Para mí, el arte es una suerte de milagro y ver que la belleza es común, como decía Borges, y que el hombre puede crearla con aparente facilidad me emociona. Por eso, las bibliotecas, los edificios hermosos, los escenarios…y tantos otros lugares me parecen templos más que lugares cualesquiera.
La limpidez del vestuario y de los movimientos, al igual que el impoluto drapeado de tela blanca del fondo, daban la impresión de una antigüedad lejana y pulcra, casi no tocada por el tiempo, sino por la Idea. En la primera sección- porque la pieza está dividida en tres-, el piano, interpretado magistralmente, ejercía su magia sobre los espectadores y los bailarines por igual. Ese continuo tocar el piano por los bailarines, en el medio de la coreografía, invitaba a pensar el piano no como el telón de fondo del baile, sino como un objeto concreto y real. El piano daba el encanto de la música, y hubiese sido difícil sentir la misma emoción, si uno hubiese solo mirado cuerpos mudos.
El cuerpo también se volvía un objeto más, un objeto con consciencia de sí, sin utilidad, solamente él en su condición de peso, volumen y tamaño. Aun cuando robusto, aparentaba ser ligero, aún cuando el movimiento era arriesgado o complejo, los brazos y las piernas daban la impresión de estar meramente caminando. Y así es que el cuerpo también buscaba negarse. Se volvía aire. Pero no dejaba de ser cuerpo, y en el intento de fundirse con su elemento contrario, buscaba atraparlo como podía, con las manos, con el pecho, con la respiración. La piel era una tela elástica destinada a contorsionarse, dispuesta para esa tarea imposible…atrapar el aire.

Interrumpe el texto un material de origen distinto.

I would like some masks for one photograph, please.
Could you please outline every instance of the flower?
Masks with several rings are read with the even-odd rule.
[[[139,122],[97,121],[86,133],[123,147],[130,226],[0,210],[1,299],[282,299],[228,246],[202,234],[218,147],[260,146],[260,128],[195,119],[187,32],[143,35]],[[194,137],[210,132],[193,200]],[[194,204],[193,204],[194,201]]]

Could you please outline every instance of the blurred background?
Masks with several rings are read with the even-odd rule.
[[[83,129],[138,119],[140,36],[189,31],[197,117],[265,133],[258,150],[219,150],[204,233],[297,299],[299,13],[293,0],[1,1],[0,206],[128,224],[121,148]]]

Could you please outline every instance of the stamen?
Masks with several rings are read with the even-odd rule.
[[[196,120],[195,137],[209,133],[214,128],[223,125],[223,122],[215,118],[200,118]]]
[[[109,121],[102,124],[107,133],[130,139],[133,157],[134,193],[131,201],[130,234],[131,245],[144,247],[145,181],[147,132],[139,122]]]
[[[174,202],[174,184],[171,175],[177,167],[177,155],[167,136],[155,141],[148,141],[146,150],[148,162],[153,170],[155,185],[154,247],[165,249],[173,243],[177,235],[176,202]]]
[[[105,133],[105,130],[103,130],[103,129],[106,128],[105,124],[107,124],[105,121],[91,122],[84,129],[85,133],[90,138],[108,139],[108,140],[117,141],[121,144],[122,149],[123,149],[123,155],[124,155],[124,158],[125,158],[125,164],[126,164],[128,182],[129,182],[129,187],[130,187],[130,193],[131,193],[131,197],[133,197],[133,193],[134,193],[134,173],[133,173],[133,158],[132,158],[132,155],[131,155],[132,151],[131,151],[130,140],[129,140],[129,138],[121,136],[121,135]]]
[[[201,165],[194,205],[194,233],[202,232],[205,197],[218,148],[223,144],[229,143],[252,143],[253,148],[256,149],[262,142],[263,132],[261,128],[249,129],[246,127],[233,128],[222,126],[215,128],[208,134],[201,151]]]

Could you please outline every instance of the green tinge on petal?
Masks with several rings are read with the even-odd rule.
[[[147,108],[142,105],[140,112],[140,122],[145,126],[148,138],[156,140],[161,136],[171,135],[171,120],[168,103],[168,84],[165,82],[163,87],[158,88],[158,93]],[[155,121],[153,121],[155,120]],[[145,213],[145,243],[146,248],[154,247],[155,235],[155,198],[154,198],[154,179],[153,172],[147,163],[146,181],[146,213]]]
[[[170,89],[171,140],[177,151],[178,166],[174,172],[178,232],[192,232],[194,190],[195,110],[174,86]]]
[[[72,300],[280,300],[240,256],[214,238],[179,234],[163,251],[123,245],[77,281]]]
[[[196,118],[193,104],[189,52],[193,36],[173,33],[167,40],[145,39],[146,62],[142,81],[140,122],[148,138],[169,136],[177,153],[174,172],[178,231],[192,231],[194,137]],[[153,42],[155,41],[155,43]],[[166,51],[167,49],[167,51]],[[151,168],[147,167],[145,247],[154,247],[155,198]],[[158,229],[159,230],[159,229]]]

Podía sentir, aunque suene raro, la imperturbabilidad, la dureza del mármol. Los bailarines actuaban como si el tiempo les perteneciese, como si el espacio fuese su reino. ¿Y no debería ser así para todos los momentos del día? La danza nos enseña a vivir, porque libera el cuerpo. Pensar que por cada segundo que pasa uno tiene que ejecutar un movimiento. Sin perderse, sin demorarse. Y embarcado en esa obligación, el cuerpo fluye como un río a un lugar que desconoce. La mirada desaparece tras la exigencia de la danza, no está más puesta en el público o siquiera delante de sí. El bailarín ya no mira, o mira algo lejano y ciego, que solo siente con el cuerpo, que piensa que podrá conseguir si el cuerpo se mueve correctamente, a la manera de un ritual. Cuando uno comienza a bailar, una línea se traza -los escenarios están para eso- entre el bailarín y la realidad. Todo alrededor se esfuma, sólo queda él, nada más, desprendido del mundo. La danza me emociona porque el cuerpo, al que pocas veces prestamos atención, adquiere su libertad suprema. En ese acto, resplandece y, como estúpidos, descubrimos a un dios en nuestra carne.